As a piecewise linear CDF

A SAS function can be specified by supplying the breakpoints of a piecewise linear cumulative distribution (i.e. a piecewise constant PDF).

At minimum, the values of \(S_T\) (corresponding to breakpoints in the piecewise linear approximation) must be supplied. These are given by the "ST" key, which must be associated with a list of strictly-increasing non-negative values. Non-increasing or negative values in this list will result in an error. The first value does not need to be zero.
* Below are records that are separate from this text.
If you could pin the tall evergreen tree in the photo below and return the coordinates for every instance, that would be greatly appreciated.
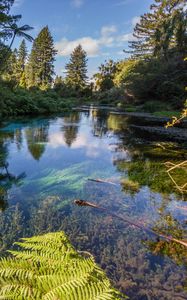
(161, 30)
(10, 73)
(40, 69)
(77, 69)
(21, 61)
The values can be given as a fixed number, or as a string referring to a column in data_df.

Values of the associated cumulative probability can optionally be supplied with the key "P", which must be associated with a list of strictly-increasing numbers between 0 and 1 of the same length as the list in "ST". The first entry must be `0 and the last must be 1. Again, the values can be given as a fixed number, or as a string referring to a column in data_df. If "P" is not supplied it will be assumed that each increment of "ST" represents an equal increment of probability.

Example

Here is an example, where storage is given in units of millimeters:

{
"sas_specss": {
    "Discharge": {
        "Discharge SAS fun": {
            "ST": [0, 553, "Total Storage"]
            "P" : [ 0, 0.8, 1.]
            }
        },
    "ET": {
        "ET SAS fun": {
            "ST": [50, 250, 800]
            }
        }
    }

"...": "..."

}

This specifies that for "Discharge" 80% of the discharge should be uniformly selected from the youngest 553 mm, and the remaining 20% from between 553 mm and the (presumably time-varying) value given in data_df["Total Storage"].

For “ET”, only the “ST” values are provided, so mesas.py will assume the “P” values are uniformly spaced from 0 to 1. Here no ET will be drawn from the youngest 50 mm of storage, 50% will be drawn from between 50 and 250 mm, and 50% will be drawn from between 250 mm and 800 mm.